# Im too old............



## 220/221 (Sep 25, 2007)

It is hot and humid here today and I barely made it thru the day. My mind is willing but the body is giving up. I started cramping up abour 11 AM and was having flashbacks of last August when I landed in the hospital from dehydration.


I thought this would be an easy job but I didn't get out of there until 4PM.

20 apace panel, jambed with twins. We added 3 120 circuits and a 30 amp 240v AC circuit for the room addition/remodel so I needed more space. 











I got the old one off pretty quickly, about an hour, but I had to go inside and reroute all the home runs thru 5 rafters (flat roof) because the demo'd the soffit they were in. It was a struggle after that.










I got all the inside HR's terminated and went to lunch at about noon. The misc BS seemed to take forever. My hands and back were cramping as I tried to force more water down. It sucked. 

I used a 30 space panel because it was sitting in the warehouse and times are tough. I used sealtight ro finish up a couple items because it was hot, late and I needed to go home. It's not my favorite thing to do but it's legal (if I would have strapped it) , it's quick and there was quite a mess going on back there anyway with the cable, phone, plumbing etc.


Yes, there are bushings where the cables enter.










Here is how we make it bearable to work in the sun when it's 150 degrees.

Umbrella and a fan baby!










I've been home for 3 hours and am just now starting to feel normal.

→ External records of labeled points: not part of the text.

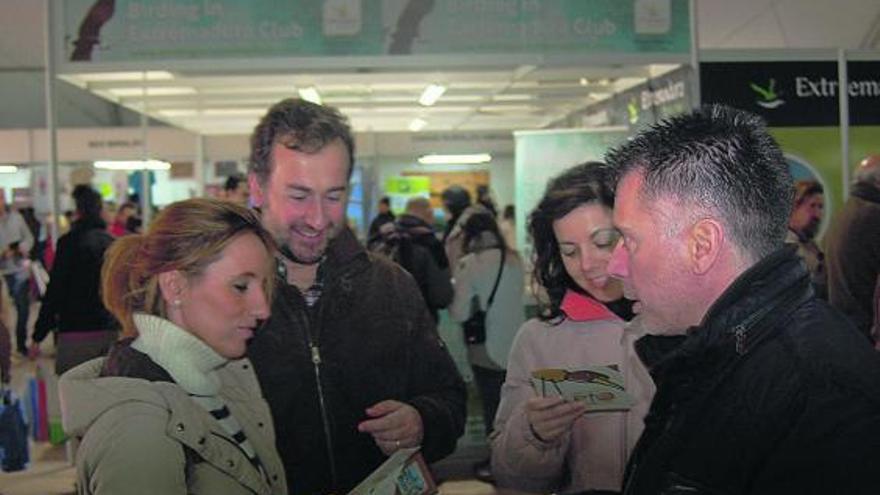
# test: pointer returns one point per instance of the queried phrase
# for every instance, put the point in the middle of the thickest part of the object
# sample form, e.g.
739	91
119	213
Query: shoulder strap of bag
497	279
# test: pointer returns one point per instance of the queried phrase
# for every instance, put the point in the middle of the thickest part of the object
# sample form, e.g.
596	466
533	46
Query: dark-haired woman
545	443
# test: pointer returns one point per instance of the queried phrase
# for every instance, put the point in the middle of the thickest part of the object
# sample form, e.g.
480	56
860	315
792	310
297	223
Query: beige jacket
596	449
134	432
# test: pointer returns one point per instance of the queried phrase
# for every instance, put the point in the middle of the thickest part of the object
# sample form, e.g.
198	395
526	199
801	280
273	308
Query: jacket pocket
676	484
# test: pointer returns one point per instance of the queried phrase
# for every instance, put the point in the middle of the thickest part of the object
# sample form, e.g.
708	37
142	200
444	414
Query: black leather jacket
775	392
376	341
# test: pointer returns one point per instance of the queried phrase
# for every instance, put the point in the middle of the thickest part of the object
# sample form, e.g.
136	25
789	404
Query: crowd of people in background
265	348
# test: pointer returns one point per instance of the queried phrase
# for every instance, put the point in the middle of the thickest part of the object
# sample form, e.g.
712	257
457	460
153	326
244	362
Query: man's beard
288	249
808	233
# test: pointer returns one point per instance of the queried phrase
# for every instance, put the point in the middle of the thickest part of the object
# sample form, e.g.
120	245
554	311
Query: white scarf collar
189	361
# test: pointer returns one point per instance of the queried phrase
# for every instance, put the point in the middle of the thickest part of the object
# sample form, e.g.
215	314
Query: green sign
542	155
160	30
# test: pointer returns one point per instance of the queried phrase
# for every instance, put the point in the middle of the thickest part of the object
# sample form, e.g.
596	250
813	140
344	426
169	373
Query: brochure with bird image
601	388
403	473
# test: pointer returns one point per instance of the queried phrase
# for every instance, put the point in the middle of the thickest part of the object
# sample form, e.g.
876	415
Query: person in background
119	227
134	225
33	223
487	262
508	226
236	189
458	208
875	328
384	216
411	243
546	444
761	387
72	305
350	362
484	197
16	242
174	409
417	221
5	344
853	248
803	226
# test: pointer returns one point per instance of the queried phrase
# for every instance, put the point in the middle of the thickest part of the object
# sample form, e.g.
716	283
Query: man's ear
256	190
171	285
704	244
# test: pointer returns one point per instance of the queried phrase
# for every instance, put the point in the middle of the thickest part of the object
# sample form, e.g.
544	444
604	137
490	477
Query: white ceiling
502	98
498	96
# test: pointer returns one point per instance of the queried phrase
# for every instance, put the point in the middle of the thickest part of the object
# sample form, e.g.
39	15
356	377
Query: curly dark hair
582	184
300	125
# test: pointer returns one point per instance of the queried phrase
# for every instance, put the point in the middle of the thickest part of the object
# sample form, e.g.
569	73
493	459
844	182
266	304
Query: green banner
158	30
814	153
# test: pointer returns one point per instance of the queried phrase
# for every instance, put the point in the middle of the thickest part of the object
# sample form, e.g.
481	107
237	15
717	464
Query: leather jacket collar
739	319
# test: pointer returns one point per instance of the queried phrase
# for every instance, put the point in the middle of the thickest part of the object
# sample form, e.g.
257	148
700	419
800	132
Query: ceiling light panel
431	94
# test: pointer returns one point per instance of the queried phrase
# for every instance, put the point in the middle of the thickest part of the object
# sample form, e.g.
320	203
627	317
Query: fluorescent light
512	97
417	124
431	94
233	112
151	75
310	94
178	113
157	91
455	159
132	165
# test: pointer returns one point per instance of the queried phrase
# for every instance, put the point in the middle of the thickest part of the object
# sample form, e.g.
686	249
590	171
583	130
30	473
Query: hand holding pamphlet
404	473
601	388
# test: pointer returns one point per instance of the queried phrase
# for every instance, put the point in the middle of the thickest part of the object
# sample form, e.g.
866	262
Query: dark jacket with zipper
374	341
774	393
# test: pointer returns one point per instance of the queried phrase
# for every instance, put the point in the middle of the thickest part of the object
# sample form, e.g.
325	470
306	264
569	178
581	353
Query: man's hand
393	425
551	417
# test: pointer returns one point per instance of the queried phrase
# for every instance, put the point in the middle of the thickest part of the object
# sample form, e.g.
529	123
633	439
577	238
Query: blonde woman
174	408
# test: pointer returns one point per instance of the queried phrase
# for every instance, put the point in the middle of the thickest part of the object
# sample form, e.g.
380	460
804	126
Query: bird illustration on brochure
601	388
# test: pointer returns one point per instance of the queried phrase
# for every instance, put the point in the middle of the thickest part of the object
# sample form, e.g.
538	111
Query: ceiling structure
519	97
489	97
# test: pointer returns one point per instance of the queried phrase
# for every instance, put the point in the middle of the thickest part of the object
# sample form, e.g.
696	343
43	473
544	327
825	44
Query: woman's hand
552	417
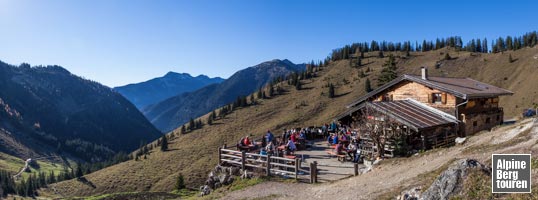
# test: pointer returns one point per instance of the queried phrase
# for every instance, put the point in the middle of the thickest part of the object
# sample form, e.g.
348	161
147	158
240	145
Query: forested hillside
48	109
193	153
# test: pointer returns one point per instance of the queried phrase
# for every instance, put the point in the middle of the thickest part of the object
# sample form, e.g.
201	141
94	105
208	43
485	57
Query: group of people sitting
345	141
291	140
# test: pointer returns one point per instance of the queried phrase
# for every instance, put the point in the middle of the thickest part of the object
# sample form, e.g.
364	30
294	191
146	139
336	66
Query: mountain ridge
194	154
152	91
174	111
49	106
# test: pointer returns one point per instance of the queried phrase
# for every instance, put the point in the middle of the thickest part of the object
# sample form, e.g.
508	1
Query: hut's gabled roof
409	112
464	88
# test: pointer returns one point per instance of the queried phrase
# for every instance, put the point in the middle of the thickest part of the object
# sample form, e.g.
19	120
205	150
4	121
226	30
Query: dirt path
392	173
26	165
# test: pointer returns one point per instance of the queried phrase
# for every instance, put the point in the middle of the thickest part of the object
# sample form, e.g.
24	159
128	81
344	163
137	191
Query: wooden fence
270	164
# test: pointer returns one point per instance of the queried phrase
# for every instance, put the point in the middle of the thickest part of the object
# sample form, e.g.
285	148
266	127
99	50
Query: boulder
460	140
450	182
204	190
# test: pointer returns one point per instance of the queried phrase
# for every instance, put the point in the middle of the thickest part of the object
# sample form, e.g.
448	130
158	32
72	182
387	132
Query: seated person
335	139
245	144
340	149
264	141
293	137
291	146
352	150
270	148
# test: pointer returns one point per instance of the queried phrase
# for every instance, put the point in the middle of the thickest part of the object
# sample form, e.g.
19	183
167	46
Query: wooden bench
290	156
340	157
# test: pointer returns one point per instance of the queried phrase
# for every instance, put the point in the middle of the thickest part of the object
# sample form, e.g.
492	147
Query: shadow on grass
340	95
86	181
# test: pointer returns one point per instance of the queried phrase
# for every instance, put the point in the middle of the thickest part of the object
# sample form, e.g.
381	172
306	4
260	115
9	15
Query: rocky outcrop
448	184
220	176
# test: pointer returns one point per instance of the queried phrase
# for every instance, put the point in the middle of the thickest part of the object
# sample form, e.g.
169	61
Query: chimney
424	73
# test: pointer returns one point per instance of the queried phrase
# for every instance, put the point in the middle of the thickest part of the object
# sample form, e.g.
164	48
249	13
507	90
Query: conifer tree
183	129
388	73
180	183
79	173
192	125
331	90
260	94
271	91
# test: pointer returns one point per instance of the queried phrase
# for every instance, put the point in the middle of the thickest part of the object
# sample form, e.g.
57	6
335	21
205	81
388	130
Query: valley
193	154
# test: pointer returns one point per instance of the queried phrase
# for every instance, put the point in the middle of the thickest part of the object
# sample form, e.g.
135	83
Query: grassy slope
194	154
14	165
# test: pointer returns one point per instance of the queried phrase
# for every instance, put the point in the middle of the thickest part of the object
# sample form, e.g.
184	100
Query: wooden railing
271	164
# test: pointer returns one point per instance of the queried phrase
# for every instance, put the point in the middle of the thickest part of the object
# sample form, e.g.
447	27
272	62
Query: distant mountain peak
177	75
160	88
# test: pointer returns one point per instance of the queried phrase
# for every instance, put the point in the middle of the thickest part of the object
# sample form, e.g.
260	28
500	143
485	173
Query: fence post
243	158
220	157
268	169
296	168
315	164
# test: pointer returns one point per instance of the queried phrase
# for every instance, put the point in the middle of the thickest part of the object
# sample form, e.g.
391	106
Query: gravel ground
390	173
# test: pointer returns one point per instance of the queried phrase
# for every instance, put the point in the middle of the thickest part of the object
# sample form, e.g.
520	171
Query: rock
245	175
412	194
204	190
450	182
459	140
225	179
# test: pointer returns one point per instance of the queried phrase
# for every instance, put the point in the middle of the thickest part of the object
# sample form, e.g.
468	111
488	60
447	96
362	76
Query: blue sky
117	42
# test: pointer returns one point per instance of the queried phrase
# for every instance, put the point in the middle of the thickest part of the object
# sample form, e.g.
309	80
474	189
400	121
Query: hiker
290	147
264	141
358	152
285	136
270	148
245	144
333	127
340	149
335	138
293	137
352	150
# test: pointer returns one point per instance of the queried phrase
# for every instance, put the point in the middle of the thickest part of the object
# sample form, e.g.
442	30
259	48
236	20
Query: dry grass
194	154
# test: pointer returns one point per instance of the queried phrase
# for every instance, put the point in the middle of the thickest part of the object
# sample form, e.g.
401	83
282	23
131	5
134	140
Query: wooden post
243	158
315	164
220	157
311	172
268	167
296	168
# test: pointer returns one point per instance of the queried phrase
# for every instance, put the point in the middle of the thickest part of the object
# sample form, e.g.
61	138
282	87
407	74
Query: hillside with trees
335	82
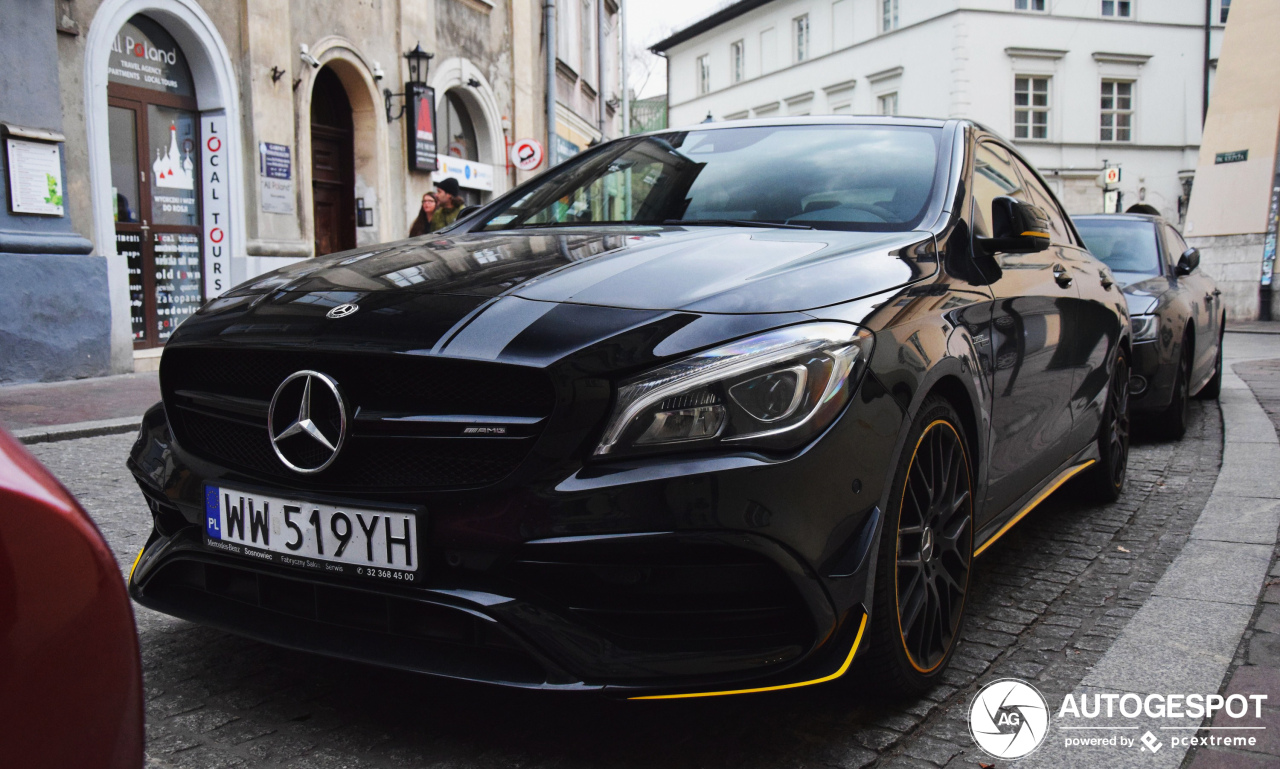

I'm officially over the hill.


----------



## NolaTigaBait (Oct 19, 2008)

Dude, you are the service change master. How many of those do you do a week?


----------



## wildleg (Apr 12, 2009)

I feel for ya (don't think I could work in that heat). I take a little apple juice with me - the potassium metabolizes quickly and helps cramps go away (for me)


----------



## drsparky (Nov 13, 2008)

We are in our hot time of the year here too. Upper 60s low 70s in the day low 50s at night.:sweatdrop:


----------



## william1978 (Sep 21, 2008)

Looks good.


----------



## william1978 (Sep 21, 2008)

NolaTigaBait said:


> Dude, you are the service change master. How many of those do you do a week?


 I agree.


----------



## user4818 (Jan 15, 2009)

drsparky said:


> We are in our hot time of the year here too. Upper 60s low 70s in the day low 50s at night.:sweatdrop:


Then you get down to minus 30 in the winter.


----------



## drsparky (Nov 13, 2008)

Yes, looks good to me.


----------



## user4818 (Jan 15, 2009)

Did you wear the Adidas sneakers at least?


----------



## user4818 (Jan 15, 2009)

Even though you're a sneaker wearing hack who wouldn't know a code book if it slapped you over the head, nice job! :thumbup:


----------



## william1978 (Sep 21, 2008)

Peter D said:


> Did you wear the Adidas sneakers at least?


 I see he kept his shoes out of the picture today.:laughing:


----------



## B4T (Feb 10, 2009)

I saw in the pics you had a good sized fan. 

I have seen fans a little bigger than that and they have a place to connect a water hose and it feels like you have an a/c duct on you. 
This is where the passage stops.